On Sat, 8 Mar 2008, Antipov Dmitry wrote:
[originally posted to [EMAIL PROTECTED]
Hello all,
recently I've tried a few benchmarks around pipe throughput on Linux vs.
FreeBSD.
Everyone interesting can see my stuff at http://213.148.29.37/PipeBench, and
initial post to Linux kernel developers mailing list at
http://www.uwsg.iu.edu/hypermail/linux/kernel/0803.0/1837.html
1) It was noticed
(http://www.uwsg.iu.edu/hypermail/linux/kernel/0803.0/1842.html) that
the page flipping may be a reason of FreeBSD advantage. I've looked at
kern/sys_pipe.c
and found that defining PIPE_NODIRECT should disable it. Is that correct ?
Yes, that is correct.
2) When I've tried to run the kernel (7.0-STABLE) with PIPE_NODIRECT defined,
I didn't see any slowdown (note 30% is promised in kern/sys_pipe.c comments)

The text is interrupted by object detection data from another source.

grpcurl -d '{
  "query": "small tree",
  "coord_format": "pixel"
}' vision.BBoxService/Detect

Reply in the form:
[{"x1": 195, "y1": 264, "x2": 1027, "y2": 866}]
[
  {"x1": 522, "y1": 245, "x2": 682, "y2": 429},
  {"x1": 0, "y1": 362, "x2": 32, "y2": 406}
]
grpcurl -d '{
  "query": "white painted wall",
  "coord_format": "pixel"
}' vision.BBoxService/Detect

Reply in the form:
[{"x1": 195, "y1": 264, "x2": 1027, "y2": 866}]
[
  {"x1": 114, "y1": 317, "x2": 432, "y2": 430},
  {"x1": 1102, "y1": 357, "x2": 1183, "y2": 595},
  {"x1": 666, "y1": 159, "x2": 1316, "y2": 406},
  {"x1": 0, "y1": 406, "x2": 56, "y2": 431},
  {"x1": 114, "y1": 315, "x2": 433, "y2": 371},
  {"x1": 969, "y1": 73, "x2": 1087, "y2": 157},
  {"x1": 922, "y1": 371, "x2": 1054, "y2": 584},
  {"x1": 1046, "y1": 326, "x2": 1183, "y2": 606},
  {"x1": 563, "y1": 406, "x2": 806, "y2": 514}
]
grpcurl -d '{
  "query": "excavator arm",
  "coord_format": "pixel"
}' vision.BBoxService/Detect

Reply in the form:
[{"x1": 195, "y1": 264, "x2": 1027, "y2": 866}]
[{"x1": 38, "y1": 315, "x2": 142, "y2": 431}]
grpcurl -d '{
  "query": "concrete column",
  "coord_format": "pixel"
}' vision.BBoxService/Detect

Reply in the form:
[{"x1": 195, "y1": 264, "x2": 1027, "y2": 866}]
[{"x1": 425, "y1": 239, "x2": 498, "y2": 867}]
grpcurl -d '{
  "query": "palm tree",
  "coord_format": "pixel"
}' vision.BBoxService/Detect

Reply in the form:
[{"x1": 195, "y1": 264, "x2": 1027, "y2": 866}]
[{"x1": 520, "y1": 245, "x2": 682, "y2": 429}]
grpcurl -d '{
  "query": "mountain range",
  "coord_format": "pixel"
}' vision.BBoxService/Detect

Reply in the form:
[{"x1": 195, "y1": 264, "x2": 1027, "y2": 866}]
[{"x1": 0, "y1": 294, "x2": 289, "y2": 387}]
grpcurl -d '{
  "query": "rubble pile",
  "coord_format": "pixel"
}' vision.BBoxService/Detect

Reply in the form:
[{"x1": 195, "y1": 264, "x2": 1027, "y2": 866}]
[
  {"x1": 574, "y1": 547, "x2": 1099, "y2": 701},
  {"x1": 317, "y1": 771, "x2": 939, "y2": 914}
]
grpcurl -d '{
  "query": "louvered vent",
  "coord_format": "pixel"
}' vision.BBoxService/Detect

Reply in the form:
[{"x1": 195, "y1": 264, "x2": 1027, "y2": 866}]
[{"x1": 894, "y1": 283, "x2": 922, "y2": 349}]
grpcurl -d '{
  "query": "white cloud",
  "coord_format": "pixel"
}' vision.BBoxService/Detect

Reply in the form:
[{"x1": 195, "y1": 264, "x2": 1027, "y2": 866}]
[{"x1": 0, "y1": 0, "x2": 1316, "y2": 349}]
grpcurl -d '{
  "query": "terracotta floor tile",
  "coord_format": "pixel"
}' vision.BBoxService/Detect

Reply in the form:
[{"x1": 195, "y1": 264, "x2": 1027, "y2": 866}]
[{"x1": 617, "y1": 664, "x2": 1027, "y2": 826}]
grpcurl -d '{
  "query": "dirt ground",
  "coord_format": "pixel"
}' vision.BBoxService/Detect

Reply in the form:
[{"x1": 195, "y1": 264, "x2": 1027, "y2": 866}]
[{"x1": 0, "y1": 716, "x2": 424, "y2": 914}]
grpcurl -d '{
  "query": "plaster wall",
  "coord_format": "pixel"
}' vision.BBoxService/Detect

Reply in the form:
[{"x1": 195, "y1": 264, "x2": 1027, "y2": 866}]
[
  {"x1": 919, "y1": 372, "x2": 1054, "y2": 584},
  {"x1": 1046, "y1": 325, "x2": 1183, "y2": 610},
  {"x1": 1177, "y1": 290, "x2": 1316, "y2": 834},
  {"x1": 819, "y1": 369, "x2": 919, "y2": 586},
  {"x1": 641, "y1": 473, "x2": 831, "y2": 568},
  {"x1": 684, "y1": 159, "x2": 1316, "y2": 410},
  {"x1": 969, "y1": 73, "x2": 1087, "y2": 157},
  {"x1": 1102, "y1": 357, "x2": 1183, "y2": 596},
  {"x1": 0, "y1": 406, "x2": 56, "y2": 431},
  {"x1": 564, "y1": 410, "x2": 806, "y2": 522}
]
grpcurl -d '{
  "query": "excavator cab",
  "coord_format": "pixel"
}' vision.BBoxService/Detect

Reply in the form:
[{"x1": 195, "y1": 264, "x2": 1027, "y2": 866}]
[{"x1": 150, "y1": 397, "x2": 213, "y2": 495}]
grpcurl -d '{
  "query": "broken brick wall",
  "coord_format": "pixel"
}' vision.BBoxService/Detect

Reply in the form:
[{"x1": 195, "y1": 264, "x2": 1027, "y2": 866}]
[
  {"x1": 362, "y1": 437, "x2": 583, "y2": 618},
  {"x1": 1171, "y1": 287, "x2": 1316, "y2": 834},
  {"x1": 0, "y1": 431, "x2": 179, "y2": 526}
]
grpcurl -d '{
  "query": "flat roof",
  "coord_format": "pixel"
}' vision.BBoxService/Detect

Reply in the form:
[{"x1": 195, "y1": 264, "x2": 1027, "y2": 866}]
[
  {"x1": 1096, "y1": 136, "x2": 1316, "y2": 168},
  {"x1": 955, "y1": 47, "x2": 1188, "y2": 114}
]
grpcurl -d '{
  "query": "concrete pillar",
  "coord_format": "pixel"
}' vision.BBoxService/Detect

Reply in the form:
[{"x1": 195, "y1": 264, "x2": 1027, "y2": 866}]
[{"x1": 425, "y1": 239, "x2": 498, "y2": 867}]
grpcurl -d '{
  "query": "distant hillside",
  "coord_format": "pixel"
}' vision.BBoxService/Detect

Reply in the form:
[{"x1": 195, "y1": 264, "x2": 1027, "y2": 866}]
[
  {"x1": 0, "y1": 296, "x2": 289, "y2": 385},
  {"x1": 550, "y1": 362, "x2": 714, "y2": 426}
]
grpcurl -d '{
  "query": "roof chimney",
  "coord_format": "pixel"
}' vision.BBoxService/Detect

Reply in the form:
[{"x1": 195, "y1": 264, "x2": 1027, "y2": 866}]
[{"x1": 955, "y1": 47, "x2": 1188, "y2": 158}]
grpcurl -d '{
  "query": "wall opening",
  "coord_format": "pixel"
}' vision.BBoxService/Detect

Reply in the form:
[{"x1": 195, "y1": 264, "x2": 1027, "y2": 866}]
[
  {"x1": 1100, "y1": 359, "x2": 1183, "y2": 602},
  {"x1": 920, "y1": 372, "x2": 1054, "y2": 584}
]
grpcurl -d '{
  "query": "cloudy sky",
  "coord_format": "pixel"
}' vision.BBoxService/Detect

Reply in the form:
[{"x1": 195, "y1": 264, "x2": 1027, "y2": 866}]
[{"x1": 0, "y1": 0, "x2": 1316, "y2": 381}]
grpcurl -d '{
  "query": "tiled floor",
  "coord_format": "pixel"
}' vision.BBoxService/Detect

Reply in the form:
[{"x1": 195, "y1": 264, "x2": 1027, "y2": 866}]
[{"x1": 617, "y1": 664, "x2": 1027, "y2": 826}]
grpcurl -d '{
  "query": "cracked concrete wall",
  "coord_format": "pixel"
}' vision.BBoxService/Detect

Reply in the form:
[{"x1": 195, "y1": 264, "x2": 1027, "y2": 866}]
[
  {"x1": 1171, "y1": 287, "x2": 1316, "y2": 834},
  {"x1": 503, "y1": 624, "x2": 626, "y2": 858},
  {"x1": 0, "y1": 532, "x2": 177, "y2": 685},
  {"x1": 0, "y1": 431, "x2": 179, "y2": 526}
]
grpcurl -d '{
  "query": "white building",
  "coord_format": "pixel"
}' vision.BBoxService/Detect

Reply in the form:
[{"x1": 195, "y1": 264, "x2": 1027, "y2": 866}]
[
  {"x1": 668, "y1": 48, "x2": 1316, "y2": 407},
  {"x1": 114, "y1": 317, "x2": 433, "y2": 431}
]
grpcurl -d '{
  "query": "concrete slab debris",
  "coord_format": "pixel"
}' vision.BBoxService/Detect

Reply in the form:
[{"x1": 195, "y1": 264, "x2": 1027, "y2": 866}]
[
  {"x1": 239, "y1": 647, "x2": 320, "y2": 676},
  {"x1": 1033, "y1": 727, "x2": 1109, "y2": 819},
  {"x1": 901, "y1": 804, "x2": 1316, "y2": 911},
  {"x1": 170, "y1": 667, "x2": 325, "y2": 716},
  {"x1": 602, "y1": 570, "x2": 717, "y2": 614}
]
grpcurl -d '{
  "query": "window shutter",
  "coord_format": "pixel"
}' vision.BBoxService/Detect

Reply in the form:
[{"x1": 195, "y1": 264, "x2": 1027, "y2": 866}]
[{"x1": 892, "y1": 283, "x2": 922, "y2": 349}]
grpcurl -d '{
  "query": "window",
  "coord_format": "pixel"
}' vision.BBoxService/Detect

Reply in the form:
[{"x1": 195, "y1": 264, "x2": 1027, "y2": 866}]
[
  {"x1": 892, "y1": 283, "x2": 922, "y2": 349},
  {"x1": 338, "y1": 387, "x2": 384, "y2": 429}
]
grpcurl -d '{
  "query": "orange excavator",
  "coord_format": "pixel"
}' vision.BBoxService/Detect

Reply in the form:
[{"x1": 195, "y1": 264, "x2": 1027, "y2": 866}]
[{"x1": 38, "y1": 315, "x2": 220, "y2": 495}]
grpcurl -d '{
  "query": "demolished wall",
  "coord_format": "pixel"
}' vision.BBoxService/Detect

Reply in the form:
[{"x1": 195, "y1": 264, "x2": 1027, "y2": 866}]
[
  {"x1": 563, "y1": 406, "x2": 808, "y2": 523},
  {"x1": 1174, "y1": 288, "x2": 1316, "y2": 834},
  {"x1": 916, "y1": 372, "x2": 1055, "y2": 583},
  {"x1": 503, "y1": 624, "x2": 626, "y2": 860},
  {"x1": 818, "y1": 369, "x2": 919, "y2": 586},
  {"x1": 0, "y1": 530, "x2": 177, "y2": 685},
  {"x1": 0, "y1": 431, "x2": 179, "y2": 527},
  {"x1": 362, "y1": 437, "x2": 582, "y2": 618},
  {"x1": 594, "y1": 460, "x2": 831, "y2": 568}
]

even for I/O buffer sizes >= PIPE_MINDIRECT. So, what should be done with a pipe
to see a difference between PIPE_NODIRECT enabled and disabled ?
Thanks,
Dmitry
Why don't you add another sysctl that is incremented every time page
flipping is used? That would prove how much it is being used during your
tests. Just add:
static int page_flips;
SYSCTL_INT(_kern_ipc, OID_AUTO, page_flips, CTLFLAG_RD,
&page_flips, 0, "Pipe page flips");
and then put page_flips++ at the appropriate points in the code.
You should really use gnuplot or some other tool to graph your results.
That will make them much easier to understand.